The sphere of artificial intelligence is going to change everything, dissolving ideas of fairness in the labour market – access to AI will massively distort the price of labour-power – while transforming conflict as fully autonomous machines start to take human life. Ignoring that is like pretending the internet didn’t exist after 1990, or steam power after the 1820s. That is why the left must formulate an appropriate programme of legislation, taxation and, ultimately, socialisation, in response (lethal autonomous weapons systems, LAWS, should simply be banned).
Which is where Grimes gets it wrong. Under the present economic system, AI will not lead to communism but rather exacerbate inequality and reduce the downside for powerful countries to wage war. Most frightening of all is the prospect of such technology, alongside advances in synthetic biology, meaning biological and cognitive inequalities map on to economic ones.

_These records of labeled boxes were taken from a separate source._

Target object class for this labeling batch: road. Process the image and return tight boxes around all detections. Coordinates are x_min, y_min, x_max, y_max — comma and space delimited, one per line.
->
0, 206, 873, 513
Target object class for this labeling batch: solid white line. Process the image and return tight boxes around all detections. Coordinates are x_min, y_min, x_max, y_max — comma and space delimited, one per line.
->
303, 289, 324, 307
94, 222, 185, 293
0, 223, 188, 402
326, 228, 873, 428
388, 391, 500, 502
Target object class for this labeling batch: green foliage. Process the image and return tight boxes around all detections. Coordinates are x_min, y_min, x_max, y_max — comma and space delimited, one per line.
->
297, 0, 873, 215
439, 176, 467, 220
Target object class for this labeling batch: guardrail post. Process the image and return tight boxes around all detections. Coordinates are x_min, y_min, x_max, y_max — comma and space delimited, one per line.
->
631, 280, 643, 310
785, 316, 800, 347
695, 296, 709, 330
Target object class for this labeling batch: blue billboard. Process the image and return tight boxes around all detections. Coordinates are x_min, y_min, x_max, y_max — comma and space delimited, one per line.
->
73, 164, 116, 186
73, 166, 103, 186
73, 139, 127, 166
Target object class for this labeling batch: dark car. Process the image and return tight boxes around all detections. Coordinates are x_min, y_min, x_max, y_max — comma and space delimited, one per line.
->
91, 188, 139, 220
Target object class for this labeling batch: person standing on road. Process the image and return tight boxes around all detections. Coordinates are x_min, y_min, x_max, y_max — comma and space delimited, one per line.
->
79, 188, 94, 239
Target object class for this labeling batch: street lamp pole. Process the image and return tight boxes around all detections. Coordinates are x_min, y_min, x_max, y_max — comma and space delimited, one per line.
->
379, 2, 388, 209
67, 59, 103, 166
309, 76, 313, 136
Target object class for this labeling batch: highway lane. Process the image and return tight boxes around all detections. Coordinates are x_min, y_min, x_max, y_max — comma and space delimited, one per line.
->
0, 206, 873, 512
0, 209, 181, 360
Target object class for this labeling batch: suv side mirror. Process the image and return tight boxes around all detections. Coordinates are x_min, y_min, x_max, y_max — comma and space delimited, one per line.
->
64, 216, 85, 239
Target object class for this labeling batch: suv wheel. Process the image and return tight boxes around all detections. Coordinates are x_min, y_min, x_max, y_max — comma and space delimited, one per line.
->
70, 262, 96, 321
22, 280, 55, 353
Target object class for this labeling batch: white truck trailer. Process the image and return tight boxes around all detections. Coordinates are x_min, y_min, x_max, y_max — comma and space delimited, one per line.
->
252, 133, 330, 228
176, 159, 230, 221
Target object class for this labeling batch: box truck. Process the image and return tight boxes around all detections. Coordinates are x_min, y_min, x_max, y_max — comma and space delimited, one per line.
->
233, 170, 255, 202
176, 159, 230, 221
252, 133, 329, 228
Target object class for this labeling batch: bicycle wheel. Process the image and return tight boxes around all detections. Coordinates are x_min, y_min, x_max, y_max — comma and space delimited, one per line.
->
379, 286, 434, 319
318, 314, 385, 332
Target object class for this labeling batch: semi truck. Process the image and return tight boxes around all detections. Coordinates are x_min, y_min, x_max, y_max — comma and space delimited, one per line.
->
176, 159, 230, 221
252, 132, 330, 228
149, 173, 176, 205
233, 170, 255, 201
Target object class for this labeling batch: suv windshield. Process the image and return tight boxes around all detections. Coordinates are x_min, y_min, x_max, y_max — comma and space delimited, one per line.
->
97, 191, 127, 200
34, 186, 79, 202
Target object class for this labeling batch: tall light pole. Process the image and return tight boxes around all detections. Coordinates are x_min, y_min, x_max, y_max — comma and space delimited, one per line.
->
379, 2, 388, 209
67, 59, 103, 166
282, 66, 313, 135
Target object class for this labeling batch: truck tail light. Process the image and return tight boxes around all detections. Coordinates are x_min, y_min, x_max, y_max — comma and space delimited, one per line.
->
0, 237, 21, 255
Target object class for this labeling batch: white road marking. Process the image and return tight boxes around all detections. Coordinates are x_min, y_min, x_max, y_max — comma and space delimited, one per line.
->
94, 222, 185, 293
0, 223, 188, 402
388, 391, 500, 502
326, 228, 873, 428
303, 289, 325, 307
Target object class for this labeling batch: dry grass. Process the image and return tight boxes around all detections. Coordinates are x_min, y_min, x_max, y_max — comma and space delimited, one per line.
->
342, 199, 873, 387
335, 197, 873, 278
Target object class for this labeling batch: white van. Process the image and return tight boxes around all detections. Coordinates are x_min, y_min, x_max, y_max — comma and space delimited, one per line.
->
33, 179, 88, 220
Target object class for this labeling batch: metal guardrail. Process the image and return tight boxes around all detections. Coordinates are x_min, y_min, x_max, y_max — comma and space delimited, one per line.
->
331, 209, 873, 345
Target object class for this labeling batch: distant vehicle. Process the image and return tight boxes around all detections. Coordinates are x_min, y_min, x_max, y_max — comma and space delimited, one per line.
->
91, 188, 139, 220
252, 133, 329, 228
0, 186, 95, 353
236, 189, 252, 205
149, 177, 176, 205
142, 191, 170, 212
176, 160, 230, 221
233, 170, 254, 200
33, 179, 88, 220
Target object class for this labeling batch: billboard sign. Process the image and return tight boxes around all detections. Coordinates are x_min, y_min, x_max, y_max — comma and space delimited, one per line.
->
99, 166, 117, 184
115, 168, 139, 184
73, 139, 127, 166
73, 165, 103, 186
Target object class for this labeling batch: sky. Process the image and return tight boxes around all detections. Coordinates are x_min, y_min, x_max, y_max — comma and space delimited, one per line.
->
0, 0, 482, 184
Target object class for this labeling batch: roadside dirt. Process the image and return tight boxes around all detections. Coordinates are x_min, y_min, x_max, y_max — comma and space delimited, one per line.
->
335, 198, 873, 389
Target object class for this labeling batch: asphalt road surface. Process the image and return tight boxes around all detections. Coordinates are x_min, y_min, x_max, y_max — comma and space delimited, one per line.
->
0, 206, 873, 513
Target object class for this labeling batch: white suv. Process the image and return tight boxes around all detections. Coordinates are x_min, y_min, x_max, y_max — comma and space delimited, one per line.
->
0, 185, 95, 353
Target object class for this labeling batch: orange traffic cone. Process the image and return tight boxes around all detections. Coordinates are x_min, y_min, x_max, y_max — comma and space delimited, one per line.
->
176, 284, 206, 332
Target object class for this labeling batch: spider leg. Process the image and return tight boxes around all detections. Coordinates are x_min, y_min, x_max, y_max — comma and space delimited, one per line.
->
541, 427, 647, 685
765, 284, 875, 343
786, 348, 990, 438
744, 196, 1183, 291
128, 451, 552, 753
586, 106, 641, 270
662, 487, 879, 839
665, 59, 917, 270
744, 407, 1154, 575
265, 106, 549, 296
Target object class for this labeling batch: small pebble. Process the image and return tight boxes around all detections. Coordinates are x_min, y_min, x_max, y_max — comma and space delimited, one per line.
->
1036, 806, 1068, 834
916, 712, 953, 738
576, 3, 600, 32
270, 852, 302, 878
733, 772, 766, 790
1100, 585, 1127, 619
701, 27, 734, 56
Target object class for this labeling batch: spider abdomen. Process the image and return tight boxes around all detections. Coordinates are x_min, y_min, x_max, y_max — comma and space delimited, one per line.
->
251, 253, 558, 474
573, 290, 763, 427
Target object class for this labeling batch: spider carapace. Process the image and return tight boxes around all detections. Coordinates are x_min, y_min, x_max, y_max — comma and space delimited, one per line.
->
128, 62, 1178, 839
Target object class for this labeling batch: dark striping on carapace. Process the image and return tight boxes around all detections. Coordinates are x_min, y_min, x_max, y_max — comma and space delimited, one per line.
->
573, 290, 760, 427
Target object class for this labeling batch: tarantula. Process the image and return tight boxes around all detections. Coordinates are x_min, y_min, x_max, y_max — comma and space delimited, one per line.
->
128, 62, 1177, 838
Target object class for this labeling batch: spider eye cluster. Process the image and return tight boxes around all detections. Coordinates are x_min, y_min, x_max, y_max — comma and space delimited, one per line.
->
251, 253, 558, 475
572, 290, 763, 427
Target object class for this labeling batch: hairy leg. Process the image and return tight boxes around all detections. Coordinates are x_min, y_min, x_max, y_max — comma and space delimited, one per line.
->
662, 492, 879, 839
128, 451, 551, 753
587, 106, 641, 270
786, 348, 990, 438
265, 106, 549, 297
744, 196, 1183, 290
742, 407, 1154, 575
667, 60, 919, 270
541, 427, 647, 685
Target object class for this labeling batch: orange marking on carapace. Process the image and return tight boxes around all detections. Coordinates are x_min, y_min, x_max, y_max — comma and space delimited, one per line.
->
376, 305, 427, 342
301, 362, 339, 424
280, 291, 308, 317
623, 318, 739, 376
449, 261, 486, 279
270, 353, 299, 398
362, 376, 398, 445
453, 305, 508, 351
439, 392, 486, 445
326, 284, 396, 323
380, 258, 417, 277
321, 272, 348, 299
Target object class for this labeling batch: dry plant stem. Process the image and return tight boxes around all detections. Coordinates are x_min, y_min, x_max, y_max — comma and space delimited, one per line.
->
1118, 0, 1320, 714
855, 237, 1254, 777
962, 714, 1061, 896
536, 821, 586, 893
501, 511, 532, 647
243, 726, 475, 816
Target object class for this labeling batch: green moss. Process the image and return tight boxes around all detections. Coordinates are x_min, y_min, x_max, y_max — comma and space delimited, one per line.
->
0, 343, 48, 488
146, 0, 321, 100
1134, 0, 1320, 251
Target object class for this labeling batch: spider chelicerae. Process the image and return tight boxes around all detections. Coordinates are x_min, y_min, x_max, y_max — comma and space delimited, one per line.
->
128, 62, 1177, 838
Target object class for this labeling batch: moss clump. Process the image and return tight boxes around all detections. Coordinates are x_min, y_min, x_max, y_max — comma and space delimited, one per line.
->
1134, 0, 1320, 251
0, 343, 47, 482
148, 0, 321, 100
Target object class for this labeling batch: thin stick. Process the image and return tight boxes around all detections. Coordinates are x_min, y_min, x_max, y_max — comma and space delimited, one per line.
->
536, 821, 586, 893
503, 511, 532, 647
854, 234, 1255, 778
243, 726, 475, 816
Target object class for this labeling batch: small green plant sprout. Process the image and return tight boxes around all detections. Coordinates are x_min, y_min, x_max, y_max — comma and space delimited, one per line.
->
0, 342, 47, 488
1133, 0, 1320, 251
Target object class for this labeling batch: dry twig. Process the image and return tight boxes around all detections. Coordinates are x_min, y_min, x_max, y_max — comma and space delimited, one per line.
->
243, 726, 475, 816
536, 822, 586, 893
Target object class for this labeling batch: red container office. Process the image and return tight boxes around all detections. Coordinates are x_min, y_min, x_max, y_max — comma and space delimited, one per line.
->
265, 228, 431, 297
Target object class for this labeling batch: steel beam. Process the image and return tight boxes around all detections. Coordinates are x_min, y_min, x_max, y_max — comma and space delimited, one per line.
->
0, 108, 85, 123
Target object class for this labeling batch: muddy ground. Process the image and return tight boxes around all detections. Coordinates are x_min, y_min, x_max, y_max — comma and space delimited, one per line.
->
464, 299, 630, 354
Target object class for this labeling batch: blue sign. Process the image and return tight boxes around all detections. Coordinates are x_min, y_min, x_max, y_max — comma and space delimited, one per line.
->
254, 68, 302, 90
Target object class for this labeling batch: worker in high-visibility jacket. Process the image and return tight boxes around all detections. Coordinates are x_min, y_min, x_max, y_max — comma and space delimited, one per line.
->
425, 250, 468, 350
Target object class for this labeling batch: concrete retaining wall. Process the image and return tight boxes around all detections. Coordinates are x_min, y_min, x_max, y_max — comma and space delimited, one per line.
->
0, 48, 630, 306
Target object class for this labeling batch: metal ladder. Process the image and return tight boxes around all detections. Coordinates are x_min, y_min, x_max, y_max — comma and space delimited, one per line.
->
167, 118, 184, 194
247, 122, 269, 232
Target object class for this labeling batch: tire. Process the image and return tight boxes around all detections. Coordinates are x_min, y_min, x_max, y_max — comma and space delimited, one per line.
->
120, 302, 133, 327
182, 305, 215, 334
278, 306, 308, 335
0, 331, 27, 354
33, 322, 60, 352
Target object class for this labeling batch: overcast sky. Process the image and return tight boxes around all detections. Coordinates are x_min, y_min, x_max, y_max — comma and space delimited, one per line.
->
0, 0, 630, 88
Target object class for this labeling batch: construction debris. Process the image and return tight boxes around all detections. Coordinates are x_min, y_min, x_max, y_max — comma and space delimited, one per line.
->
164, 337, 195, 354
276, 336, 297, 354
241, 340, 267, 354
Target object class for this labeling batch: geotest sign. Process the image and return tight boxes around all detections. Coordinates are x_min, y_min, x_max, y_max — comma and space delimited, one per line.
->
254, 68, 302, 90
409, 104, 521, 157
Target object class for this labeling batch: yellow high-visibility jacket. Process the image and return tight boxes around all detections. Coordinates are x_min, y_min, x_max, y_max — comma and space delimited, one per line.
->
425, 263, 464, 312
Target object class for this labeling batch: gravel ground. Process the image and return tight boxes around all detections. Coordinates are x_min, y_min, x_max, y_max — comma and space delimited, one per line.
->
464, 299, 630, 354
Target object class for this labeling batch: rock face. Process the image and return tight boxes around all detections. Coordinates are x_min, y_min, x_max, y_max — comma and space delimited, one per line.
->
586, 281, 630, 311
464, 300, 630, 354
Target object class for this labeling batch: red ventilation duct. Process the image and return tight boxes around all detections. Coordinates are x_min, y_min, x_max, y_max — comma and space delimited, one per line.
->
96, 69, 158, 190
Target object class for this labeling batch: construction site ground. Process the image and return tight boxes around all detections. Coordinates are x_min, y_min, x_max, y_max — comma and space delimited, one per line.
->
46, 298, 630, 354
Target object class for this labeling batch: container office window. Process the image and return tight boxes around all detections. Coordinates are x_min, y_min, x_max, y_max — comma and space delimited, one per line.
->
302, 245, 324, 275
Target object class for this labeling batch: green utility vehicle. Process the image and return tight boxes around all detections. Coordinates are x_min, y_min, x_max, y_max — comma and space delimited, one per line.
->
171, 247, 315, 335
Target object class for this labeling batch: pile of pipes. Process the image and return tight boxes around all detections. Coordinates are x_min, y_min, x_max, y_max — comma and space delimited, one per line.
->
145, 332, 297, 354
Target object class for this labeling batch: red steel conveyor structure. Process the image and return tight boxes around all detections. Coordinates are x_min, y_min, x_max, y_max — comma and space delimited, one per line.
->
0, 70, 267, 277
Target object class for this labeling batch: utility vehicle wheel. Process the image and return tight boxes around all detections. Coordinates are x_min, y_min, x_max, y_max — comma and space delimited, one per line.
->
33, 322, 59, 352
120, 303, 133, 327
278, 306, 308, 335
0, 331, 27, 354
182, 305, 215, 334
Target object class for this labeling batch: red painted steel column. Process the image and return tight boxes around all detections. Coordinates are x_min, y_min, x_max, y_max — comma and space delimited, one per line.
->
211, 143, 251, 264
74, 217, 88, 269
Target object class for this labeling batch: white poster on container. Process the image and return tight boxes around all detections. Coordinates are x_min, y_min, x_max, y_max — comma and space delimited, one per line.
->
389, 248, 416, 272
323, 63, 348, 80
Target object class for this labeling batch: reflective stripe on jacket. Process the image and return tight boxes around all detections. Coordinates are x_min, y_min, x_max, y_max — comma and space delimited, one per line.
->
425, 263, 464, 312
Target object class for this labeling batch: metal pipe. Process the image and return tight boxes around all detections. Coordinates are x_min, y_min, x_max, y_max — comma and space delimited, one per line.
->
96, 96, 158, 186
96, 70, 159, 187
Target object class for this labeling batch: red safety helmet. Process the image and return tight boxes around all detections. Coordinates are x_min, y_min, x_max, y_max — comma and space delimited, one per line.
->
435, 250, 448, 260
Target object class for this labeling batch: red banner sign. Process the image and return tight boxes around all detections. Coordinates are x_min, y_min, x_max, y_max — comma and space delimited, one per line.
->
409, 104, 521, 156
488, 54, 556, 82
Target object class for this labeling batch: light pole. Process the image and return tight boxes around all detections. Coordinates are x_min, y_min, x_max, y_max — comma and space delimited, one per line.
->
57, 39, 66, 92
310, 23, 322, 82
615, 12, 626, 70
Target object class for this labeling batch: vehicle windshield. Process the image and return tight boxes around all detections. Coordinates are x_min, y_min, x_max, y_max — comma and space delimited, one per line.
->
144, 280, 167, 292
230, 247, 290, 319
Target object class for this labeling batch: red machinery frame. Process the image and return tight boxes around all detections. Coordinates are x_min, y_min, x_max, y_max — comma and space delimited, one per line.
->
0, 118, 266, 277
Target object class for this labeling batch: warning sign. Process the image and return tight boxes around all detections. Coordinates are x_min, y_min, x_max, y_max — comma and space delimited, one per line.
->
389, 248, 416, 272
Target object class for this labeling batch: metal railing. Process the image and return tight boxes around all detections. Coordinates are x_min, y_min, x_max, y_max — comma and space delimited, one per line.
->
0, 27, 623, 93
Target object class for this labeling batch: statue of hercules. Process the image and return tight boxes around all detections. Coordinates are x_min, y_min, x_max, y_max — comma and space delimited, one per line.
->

Grimes’ implicit claim that technological change can, isolated from politics, address social challenges, resembles those of Musk, who has previously called himself a socialist, an anarcho-syndicalist, and a utopian anarchist. He has done this while moving from California to Texas to pay less tax, after Tesla was found to have illegally fired a worker for organising, and after he asked employees to not join a union because it does not “share our mission”. Such a conflict between his words and actions can partly be explained by a desire to provoke, but it is also undoubtedly inflected by a certain ideology of technology that emerged after the 1960s. It maintains political struggle is over, being a worker is one of numerous, competing identities, and that – for the most part – technological innovation will solve humanity’s problems.
Yet ours is already a planet where almost one billion people are underfed while billionaires see their wealth increase by $5 trillion in 12 months; where 40 million Americans use food stamps (before Covid) while Bezos spends $42 million on a clock that ticks once a year. Indeed Space X completed its first-ever reusable rocket launch just three months after the body of three-year-old Alan Kurdi washed up on a beach amid a refugee crisis that saw hundreds of thousands displaced.
Technology can help humanity address its problems, from climate change to demographic ageing, in the process creating unprecedented abundance. Artificial intelligence, in particular, could play a major role in achieving that, meaning the efficient distribution of goods without recourse to markets, while societies pursue care, ecological sustainability and leisure over profit. But it is only part of the answer, because all that requires politics too – and no longer allowing billionaires to have everything their own way. AI will change the world, but in whose interests?